‘To outperform Asean peers’
Debt watcher Standard and Poor’s (S&P) Global Ratings had revised upward its 2016 growth forecast for the Philippines, noting that the country will continue to outperform its Association of Southeast Asian Nations (Asean) peers.
In a report late Tuesday, S&P forecasted the Philippine economy to grow by 6.5 percent this year compared with a previous forecast of 6.1 percent.
The credit watchdog’s latest projection is within the 6 percent to 7 percent gross domestic product (GDP) target of the government, and higher than the 5.9 percent real GDP growth in 2015.
“The Southeast Asian economies are seeing stable growth with the Philippines outperforming the region, given its growing middle class, a business process outsourcing boom, and expansionary fiscal policy with emphasis on public infrastructure,” it said.
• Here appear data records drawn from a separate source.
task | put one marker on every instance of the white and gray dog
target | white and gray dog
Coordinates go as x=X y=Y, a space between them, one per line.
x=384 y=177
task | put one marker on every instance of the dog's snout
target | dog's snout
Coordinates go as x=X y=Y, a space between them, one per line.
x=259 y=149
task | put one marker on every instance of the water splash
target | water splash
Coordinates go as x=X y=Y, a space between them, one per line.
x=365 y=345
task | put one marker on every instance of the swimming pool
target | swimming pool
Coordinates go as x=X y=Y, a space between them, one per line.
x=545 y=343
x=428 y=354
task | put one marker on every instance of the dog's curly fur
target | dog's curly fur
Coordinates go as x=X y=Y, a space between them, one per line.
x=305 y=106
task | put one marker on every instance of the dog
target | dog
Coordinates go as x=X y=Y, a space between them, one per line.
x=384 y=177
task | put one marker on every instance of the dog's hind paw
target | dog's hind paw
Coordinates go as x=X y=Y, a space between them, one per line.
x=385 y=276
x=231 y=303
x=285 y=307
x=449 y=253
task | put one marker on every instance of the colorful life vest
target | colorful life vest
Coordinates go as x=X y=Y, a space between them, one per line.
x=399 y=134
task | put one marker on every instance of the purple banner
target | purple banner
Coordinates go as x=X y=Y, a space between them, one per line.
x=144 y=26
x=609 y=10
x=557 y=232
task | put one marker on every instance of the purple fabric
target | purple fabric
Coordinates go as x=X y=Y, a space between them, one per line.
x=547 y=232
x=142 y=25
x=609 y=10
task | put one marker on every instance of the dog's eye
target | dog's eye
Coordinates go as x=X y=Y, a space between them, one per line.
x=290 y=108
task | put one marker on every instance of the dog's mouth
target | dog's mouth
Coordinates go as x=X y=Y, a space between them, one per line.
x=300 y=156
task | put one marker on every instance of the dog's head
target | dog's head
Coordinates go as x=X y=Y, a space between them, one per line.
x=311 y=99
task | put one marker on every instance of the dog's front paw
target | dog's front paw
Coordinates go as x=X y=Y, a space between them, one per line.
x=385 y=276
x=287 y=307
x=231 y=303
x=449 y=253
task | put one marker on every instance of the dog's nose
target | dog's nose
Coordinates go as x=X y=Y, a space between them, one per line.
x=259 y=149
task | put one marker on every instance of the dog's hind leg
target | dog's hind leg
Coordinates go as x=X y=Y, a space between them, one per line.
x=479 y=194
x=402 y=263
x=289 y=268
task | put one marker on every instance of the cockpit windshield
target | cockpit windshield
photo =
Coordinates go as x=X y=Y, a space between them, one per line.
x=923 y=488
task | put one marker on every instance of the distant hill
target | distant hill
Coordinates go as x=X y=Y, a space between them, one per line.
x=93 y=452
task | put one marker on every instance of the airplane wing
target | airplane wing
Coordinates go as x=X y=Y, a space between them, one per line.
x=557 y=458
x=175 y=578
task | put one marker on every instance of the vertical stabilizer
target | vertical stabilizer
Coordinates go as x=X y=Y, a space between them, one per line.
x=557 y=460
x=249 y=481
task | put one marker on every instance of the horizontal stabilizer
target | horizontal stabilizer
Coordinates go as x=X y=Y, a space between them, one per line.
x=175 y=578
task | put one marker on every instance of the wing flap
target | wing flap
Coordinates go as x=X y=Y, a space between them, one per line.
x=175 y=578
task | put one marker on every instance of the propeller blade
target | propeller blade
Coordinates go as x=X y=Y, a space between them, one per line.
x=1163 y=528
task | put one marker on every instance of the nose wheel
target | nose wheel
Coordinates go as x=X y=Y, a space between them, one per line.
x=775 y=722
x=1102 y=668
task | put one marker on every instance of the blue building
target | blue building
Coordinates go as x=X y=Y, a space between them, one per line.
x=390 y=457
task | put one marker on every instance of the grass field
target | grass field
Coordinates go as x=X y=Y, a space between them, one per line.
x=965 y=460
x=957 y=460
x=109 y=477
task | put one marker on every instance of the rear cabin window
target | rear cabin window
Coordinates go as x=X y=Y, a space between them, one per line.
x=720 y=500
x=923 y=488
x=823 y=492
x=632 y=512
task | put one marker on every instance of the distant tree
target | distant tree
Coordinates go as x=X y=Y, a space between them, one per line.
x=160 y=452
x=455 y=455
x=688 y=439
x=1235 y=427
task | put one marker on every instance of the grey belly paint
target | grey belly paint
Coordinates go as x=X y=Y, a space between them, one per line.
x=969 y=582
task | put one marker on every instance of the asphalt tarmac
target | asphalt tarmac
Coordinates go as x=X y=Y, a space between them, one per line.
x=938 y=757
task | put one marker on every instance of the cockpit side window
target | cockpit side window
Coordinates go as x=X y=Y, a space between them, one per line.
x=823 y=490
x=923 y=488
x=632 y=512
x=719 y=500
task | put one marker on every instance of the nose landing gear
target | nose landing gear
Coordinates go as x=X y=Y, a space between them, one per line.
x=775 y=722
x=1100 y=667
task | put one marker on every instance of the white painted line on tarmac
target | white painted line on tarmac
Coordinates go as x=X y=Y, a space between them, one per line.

For 2017, S&P placed GDP growth at 6.3 percent but did not say why.
The debt watcher has affirmed the Philippines’ investment grade rating on the back of the country’s strong external position.
However, it said the Duterte administration’s campaign against illegal drugs was a threat to the economy and the country’s credit rating.
President Rodrigo Duterte’s strong focus on improving “law and order” supposedly resulted in numerous instances of extrajudicial killings since he came to power, according to S&P.
The situation could undermine respect for the rule of law and human rights, it said.
The credit watchdog believes the pressure on institutional and governance settings has the potential to hamper the ability to develop and implement swift policy responses.
“A higher rating is unlikely over our two-year ratings horizon,” it said.
The country’s economic managers on Wednesday bared their confidence that the country’s investment grade ratings from the three major credit ratings agencies – S&P, Moody’s Investor Service, and Fitch Ratings – will be maintained.
“May I say though that the Standard and Poor’s said that they will maintain our credit rating at least for the moment – they said up to two years,” Finance Secretary Carlos Dominguez 3rd said during a Senate committee hearing on his Cabinet appointment.
“Fitch and Moody’s gave me no indication of a downgrade in credit rating. I suppose if it has not improved, the worst case is it will be maintained,” he added.
In his meeting with the credit rating agencies last week in Washington D.C., Dominguez said that the debt watchers seemed satisfied by what the government has presented.
“I cannot read them, but we told them our story and we told them we have already began implementing the program that was announced early in – even before the administration came in,” he said.
Socioeconomic Planning Secretary Ernesto Pernia believes they were able to convince the debt watchers that the country’s macroeconomic fundamentals remain solid.
“If we maintain the performance of the economy, then we can get a further upgrade,” Pernia, who is also the National Economic and Development Authority director general, told reporters on the sidelines of a business forum.
The Philippine economy likely expanded by at least 7 percent in the first three months of the Duterte administration coincided with the third quarter of 2016.
“We hope it [GDP] should be at least 7 percent,” the NEDA chief said.
The expansion in the quarter will be driven by the massive infrastructure spending of the Duterte administration, he added.